Among other things, I'm sure, you were a commentator for the BBC and Radio Free Europe. What drew you toward journalism and commentating?

"I happened to find myself on the borderline between two cultures: the English-speaking, British one and the Czech one. Basically, I felt, as someone who is experiencing this comparison between cultures, which is very important, that I should bear witness to it.

"So I was kind of starting to bore people with it and I put it on the radio."

You also started Britske Listy, I guess, British Press.

"Well, the name really could probably be translated as 'Letters from Britain'. This is how it started.

"It's actually been going on for 10 years now. In 1996, in May, Ondrej Neff started his own web newspaper. It was really a blog, a very early one. It was very subjective, very hard-hitting, even sort of outrageous. He's since become much more conventional in it.

"I contacted him saying that I wouldn't mind writing occasionally for him. He thought I was some kind of student in Britain, and that these would kind of be touristy little columns about life in Britain. He gave it the name. He called it 'Letters from Britain'.

"It developed into something else. I really did want to do an investigative newspaper, which is difficult because we don't have any funds for this kind of stuff. So it's become a kind of hybrid.

"It has been devoted to breaking the barriers between the Western thinking and the Central and Eastern European thinking. It's been an incredible chore, in a way, because I've been doing it for 10 years every night for five days a week. You need to devote about six or seven hours a day to it, which is horrendous.

"On the other hand, it's a very interesting kind of probe for me because I get lots of mail from people. No Czech lecturer, especially abroad, ever, I think, has had such an insight into Czech society. If you get a hundred mails from people, from villages, or whatever you maybe understand those people better than you would have otherwise.

"Of course this is not a sociological sample, so I don't know really what it means. But nevertheless it's interesting."

I wanted to ask you: Is it difficult to stay on top of affairs here [in the Czech Republic], from Glasgow, to have a good overview of what's happening here?

"I suppose it is difficult, but on the other hand the world is now so interconnected. You can get most of the stuff on the 'net. I have collaborators here who mostly cover local affairs.

"Frankly, this is maybe also quite unkind, if I look through the Czech newspapers, I find many of the concerns not terribly important.

"I think being 2,000 miles away from here gives you a bit of a detachment, which is very useful because you realise the newspapers may start going on about something and it's actually nonsense. You actually realise, or maybe local people realise...because they're in the middle of it, they don't necessarily feel this. But maybe later, six months later, they realise.

"If you think of various kinds of scandals a year later, you discover what a lot of fluff it really was. When you are slightly detached from it, maybe you see this slightly sooner."

I know you also teach here in Ostrava, in Prague, in Brno. What does that give you coming here every year to teach occasionally?

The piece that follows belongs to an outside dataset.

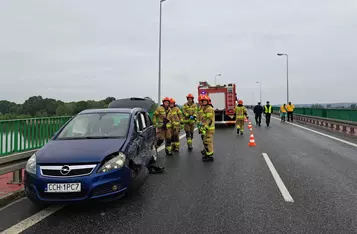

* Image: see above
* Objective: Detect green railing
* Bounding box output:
[0,116,72,157]
[273,107,357,122]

"It's very useful for me because frankly when I teach Czech subjects for the United Kingdom it often has to be from scratch and I have to take it from basic principles. Here you can do that on a slightly more advanced level.

"Having said that, students in Britain and now students in the Czech Republic - they don't have a clue about communism. They were about six when communism fell. So what do you do? So in a way it's similar.

"But on the other hand, no, sometimes, some students here are - well, I wouldn't say more interested - but more knowledgeable. So you can take it further. Over the years I've made some very, very useful contacts.

"What I really value is the contact with young people, because actually it keeps you on your toes."